The Correct Option is A

- (A) \([FeO_4]^{2-}\): Iron in this complex is in the +2 oxidation state, with \( d^6 \) electrons. Since 6 is an even number, this complex does not meet the requirement for an odd number of d-electrons.
- (B) \([Fe(CN)_6]^{3-}\): Iron in this complex is in the +3 oxidation state, with \( d^5 \) electrons. This gives an odd number of d-electrons, so this is a homoleptic complex with odd d-electrons.
- (C) \([Fe(CN)_6]^{2-}\): Iron is in the +2 oxidation state with \( d^6 \) electrons. This complex has an even number of d-electrons.
- (D) \([CoCl_4]^{2-}\): Cobalt in this complex is in the +2 oxidation state, with \( d^7 \) electrons. This gives an odd number of d-electrons, so this is a homoleptic complex with odd d-electrons.
- (E) \([Co(H_2O)_6]^{3+}\): Cobalt in the +3 oxidation state has \( d^6 \) electrons, which is an even number.

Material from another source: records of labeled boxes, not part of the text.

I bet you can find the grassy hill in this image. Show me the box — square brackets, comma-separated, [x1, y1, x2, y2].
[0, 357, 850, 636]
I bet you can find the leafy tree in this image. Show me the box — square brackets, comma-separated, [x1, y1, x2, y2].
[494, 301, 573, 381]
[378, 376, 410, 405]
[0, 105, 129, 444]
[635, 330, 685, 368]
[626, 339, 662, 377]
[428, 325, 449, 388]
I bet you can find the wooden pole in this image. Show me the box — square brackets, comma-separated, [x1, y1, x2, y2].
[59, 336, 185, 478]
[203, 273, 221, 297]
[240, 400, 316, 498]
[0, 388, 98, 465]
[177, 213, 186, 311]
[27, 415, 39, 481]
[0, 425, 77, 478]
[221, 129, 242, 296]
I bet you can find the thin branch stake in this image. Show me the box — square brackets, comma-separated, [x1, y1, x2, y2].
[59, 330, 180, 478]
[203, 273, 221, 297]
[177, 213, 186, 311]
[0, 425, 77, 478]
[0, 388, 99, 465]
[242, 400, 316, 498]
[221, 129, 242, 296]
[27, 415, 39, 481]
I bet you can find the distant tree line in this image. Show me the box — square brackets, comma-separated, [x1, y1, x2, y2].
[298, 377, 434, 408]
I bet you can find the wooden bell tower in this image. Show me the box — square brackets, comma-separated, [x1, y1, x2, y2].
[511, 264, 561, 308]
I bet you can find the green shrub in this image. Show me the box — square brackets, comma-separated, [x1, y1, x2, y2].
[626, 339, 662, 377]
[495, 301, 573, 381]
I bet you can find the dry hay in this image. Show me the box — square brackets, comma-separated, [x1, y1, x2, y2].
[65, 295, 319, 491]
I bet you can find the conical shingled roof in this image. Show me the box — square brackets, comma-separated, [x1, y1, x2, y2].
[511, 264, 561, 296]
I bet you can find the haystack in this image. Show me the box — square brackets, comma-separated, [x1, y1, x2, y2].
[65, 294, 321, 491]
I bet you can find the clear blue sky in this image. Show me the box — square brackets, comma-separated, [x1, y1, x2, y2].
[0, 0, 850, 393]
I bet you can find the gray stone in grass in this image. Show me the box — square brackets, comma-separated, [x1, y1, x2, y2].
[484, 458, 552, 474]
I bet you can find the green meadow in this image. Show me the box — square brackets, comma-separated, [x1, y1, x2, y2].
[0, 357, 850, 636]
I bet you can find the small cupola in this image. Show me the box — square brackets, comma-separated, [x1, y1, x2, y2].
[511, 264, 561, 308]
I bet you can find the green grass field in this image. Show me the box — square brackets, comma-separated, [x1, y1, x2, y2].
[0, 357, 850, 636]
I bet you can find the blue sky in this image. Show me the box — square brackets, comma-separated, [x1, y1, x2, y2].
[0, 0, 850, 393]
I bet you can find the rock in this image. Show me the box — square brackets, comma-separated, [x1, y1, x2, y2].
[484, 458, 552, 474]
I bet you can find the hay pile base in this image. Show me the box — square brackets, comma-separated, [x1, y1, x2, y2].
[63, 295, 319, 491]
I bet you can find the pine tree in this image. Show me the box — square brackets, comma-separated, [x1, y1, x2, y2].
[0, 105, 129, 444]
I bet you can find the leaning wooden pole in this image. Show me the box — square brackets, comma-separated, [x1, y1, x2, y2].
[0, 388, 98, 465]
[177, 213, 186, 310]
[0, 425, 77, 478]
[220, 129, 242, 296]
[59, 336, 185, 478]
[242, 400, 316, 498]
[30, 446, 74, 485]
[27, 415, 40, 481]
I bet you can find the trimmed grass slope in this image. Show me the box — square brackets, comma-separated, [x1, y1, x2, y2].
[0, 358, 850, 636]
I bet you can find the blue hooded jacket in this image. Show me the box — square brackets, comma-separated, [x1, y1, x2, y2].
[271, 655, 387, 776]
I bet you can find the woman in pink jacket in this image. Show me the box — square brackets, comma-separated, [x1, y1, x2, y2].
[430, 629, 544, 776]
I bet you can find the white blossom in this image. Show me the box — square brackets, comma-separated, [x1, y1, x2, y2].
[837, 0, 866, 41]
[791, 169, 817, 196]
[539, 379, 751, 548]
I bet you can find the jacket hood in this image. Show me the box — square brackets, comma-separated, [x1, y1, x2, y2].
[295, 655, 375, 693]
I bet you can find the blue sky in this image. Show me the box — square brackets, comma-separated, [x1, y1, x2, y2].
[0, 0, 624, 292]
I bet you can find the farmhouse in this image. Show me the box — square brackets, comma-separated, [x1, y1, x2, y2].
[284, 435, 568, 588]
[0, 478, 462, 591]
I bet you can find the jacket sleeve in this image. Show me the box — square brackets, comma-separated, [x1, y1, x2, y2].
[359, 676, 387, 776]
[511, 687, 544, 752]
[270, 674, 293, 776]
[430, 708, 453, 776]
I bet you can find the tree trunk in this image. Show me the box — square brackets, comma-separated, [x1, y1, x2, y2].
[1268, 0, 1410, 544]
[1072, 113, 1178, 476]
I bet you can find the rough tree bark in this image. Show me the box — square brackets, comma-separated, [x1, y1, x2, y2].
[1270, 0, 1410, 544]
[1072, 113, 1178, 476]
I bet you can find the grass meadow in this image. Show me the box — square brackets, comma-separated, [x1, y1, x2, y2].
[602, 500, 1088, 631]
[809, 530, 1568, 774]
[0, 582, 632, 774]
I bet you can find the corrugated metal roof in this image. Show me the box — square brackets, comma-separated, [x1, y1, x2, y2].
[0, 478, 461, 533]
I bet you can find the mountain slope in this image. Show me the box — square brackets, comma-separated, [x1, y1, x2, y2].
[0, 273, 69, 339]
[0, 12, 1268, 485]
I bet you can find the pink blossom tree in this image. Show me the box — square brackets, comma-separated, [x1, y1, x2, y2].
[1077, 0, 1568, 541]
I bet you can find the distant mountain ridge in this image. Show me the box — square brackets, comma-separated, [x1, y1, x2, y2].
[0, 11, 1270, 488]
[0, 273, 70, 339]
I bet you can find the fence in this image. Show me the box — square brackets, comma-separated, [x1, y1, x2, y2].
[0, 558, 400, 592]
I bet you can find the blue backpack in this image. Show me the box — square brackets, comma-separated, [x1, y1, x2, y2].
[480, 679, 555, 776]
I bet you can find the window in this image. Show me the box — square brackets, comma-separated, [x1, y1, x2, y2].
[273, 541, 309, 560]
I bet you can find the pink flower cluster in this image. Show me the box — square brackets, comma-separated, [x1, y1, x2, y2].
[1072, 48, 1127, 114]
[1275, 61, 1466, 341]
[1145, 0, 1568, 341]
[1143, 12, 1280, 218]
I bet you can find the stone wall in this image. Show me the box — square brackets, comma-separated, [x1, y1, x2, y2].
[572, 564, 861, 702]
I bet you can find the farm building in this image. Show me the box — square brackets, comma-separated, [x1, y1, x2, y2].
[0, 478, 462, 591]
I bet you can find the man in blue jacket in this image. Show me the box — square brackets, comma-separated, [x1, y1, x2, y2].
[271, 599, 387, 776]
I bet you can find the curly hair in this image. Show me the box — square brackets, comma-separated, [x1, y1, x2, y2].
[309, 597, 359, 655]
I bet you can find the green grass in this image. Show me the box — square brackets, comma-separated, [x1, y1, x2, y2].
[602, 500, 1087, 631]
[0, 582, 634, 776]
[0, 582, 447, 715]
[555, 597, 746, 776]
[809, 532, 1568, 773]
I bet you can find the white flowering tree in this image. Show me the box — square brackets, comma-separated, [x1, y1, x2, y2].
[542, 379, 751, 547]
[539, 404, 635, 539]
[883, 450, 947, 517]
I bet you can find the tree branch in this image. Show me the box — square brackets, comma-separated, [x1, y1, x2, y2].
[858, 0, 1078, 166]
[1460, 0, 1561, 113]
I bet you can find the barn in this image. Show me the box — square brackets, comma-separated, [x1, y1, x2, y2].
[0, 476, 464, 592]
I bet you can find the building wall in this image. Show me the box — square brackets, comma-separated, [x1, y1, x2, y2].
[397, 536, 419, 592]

Thus, the correct answer is (1) (B) and (D) only.

Answer 2

Step 1: Understand the question.
We are asked to identify the homoleptic complexes (complexes having identical ligands) that contain a central metal atom with an odd number of d-electrons.

Step 2: Analyze each complex.
(A) [FeO₄]²⁻
Oxidation state of Fe: Let it be x.
\[ x + 4(-2) = -2 \Rightarrow x = +6 \] Electronic configuration of Fe (Z = 26): [Ar] 3d⁶ 4s²
Fe⁶⁺ → [Ar] 3d⁰ (no d-electrons)
Therefore, it has 0 d-electrons and is not odd. Also, this complex is homoleptic but does not have an odd number of d-electrons.

(B) [Fe(CN)₆]³⁻
Oxidation state of Fe: Let it be x.
\[ x + 6(-1) = -3 \Rightarrow x = +3 \] Fe³⁺ → [Ar] 3d⁵
Thus, there are 5 d-electrons (odd number). The ligands (CN⁻) are identical, making it a homoleptic complex.
Hence, (B) is correct.

(C) [Fe(CN)₅NO]²⁻
This complex contains two different types of ligands (CN⁻ and NO), so it is heteroleptic and does not qualify as homoleptic. Hence, (C) is incorrect.

(D) [CoCl₄]²⁻
Oxidation state of Co: Let it be x.
\[ x + 4(-1) = -2 \Rightarrow x = +2 \] Co²⁺ → [Ar] 3d⁷
Thus, it has 7 d-electrons (odd number). All ligands are identical (Cl⁻), making it homoleptic.
Hence, (D) is correct.

(E) [Co(H₂O)₃F₃]
Contains two different types of ligands (H₂O and F⁻), making it heteroleptic. Hence, (E) is incorrect.

Step 3: Conclusion.
Homoleptic complexes with an odd number of d-electrons are (B) and (D).

Final Answer:
\[ \boxed{(B) \text{ and } (D) \text{ only}} \]